Nasr Eddin se réveille en pleine nuit, agité d’un pressentiment. Il regarde par la fenêtre et il voit, éclairée par la lune, une forme blanche de taille humaine qui s’agite dans le jardin. Il secoue sa femme :

— Réveille-toi, fille de l’oncle. Nous sommes cernés par un voleur ou par un fantôme.

Khadidja, aussi terrorisée que son mari, se réfugie au fond des couvertures sans même répondre.

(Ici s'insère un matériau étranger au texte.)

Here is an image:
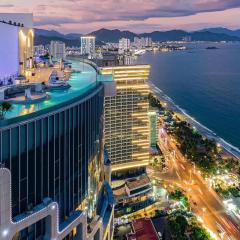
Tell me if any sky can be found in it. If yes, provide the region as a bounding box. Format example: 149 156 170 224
0 0 240 33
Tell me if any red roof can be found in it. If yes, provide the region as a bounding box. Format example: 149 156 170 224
127 218 159 240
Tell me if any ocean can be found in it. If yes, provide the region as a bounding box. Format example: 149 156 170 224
137 43 240 148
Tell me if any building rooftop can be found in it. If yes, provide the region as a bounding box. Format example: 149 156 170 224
127 218 159 240
126 175 151 190
0 61 112 127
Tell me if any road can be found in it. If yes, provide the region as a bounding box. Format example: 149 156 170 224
148 137 240 240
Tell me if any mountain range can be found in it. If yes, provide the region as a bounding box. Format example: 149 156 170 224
35 28 240 46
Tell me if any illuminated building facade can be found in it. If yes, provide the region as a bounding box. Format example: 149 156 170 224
0 14 34 85
148 108 158 148
0 62 114 240
102 65 150 171
118 38 131 54
81 36 96 58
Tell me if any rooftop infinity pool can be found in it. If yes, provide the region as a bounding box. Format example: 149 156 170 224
0 61 112 126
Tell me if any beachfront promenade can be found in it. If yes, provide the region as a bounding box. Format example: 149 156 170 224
148 137 240 240
150 83 240 161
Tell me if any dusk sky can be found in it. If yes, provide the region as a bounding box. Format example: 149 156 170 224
0 0 240 33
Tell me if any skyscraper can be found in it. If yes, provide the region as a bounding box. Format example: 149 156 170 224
102 65 150 171
0 14 34 85
81 36 96 58
0 59 114 240
118 38 131 54
50 41 66 60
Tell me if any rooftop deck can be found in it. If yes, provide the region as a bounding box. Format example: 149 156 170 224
0 61 112 127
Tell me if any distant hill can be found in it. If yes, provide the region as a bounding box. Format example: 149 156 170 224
35 28 240 46
201 27 240 37
89 28 138 42
90 28 240 42
35 29 81 46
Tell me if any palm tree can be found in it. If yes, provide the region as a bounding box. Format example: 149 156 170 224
0 102 12 120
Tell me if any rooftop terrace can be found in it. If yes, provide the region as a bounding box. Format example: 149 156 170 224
0 61 112 127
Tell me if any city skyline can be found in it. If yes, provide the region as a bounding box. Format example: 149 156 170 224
0 0 240 33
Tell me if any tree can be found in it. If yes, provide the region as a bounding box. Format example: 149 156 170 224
176 215 188 234
0 102 12 120
191 226 211 240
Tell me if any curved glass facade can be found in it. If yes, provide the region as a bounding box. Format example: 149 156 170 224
0 84 104 239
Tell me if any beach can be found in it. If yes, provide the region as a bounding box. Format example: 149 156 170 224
149 82 240 161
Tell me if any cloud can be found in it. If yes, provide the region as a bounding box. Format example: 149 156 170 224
0 4 14 8
4 0 240 31
33 0 240 25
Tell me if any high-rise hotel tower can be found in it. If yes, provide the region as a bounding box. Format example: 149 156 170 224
0 59 115 240
102 65 150 171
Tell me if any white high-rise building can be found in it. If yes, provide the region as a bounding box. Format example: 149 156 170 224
81 36 96 58
118 38 131 54
50 41 66 60
134 37 152 49
0 13 34 85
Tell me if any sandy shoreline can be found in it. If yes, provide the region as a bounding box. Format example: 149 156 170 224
149 83 240 161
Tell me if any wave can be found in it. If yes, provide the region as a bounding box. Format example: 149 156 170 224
149 82 240 158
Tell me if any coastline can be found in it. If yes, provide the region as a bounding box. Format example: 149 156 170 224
149 82 240 161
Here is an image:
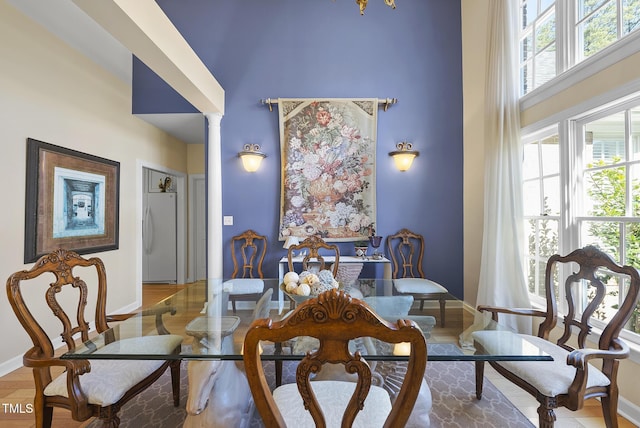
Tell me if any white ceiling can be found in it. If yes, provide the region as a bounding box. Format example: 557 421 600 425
7 0 204 144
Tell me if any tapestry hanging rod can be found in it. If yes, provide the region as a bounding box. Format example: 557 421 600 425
260 98 398 111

N’écoutant que son courage, qui ne lui dit d’ailleurs pas grand-chose, Nasr Eddin sort prudemment sur le pas de sa porte et, ramassant une grosse pierre, il la lance de toutes ses forces en direction de l’intrus. Il fait mouche car la forme blanche tombe par terre, où elle reste immobile.

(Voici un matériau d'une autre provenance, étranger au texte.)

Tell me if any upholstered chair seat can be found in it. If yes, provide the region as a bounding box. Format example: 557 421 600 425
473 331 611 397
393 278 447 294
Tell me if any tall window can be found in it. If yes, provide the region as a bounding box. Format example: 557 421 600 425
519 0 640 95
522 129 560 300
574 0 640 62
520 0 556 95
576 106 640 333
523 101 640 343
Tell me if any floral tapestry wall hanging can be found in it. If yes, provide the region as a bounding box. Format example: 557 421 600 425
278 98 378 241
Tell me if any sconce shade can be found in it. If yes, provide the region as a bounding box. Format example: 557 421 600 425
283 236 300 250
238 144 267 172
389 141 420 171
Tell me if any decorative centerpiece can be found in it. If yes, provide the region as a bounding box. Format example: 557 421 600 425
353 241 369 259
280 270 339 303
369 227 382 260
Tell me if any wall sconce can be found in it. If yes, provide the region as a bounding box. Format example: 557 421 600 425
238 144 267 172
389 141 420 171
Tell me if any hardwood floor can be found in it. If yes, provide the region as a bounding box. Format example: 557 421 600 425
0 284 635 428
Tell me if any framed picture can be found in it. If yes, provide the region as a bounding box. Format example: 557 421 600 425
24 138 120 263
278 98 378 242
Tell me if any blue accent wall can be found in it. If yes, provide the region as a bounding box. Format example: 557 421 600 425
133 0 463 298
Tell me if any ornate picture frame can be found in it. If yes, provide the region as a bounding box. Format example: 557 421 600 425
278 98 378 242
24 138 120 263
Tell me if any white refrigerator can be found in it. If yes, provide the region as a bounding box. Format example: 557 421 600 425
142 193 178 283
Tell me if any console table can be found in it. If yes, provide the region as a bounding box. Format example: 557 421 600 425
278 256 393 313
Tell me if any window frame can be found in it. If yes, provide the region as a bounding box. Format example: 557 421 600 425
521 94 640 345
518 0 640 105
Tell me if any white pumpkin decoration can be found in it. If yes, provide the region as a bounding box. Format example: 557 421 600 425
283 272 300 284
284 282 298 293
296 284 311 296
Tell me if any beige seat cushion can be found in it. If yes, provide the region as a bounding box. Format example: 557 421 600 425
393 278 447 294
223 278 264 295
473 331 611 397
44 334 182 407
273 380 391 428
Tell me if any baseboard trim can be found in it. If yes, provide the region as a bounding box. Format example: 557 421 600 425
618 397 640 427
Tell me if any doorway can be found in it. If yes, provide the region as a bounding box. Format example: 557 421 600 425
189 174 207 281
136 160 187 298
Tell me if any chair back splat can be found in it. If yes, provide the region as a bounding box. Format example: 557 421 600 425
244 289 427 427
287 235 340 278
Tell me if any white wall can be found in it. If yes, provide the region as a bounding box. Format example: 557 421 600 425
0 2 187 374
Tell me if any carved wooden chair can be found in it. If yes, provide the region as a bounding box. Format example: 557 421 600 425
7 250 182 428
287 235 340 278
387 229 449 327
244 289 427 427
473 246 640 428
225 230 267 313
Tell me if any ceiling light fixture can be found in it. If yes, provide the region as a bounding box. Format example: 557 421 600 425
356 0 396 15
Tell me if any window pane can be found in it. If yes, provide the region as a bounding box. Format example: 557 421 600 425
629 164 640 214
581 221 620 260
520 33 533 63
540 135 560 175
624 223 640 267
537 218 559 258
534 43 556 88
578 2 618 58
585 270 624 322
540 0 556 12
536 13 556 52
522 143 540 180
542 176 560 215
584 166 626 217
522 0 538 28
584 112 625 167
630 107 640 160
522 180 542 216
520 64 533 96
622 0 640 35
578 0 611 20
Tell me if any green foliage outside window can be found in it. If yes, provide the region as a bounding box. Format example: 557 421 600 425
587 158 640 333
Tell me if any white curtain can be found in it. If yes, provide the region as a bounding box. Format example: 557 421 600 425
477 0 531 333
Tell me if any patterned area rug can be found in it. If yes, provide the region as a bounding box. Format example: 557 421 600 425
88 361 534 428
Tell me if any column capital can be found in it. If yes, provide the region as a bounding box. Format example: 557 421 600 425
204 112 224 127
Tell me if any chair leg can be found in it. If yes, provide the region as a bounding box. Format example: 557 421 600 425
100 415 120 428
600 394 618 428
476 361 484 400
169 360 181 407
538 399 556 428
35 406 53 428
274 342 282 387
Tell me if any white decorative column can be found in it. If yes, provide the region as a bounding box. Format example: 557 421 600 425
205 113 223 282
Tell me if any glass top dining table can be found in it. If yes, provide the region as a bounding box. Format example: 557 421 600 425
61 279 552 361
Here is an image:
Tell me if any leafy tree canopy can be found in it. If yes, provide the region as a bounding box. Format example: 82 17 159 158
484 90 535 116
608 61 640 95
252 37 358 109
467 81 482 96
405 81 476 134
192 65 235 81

Le Hodja s’approche à pas de loup pour identifier la victime et il revient quelques instants après, tremblant encore de tous ses membres :

— Par Allah ! ma femme, il s’en est fallu de peu que tu ne me revoies pas vivant.

— Pourquoi ? Tu as été attaqué ?

— Presque. J’ai abattu ma chemise que tu avais mise à sécher dans le jardin. Tu te rends compte, si j’avais été dedans !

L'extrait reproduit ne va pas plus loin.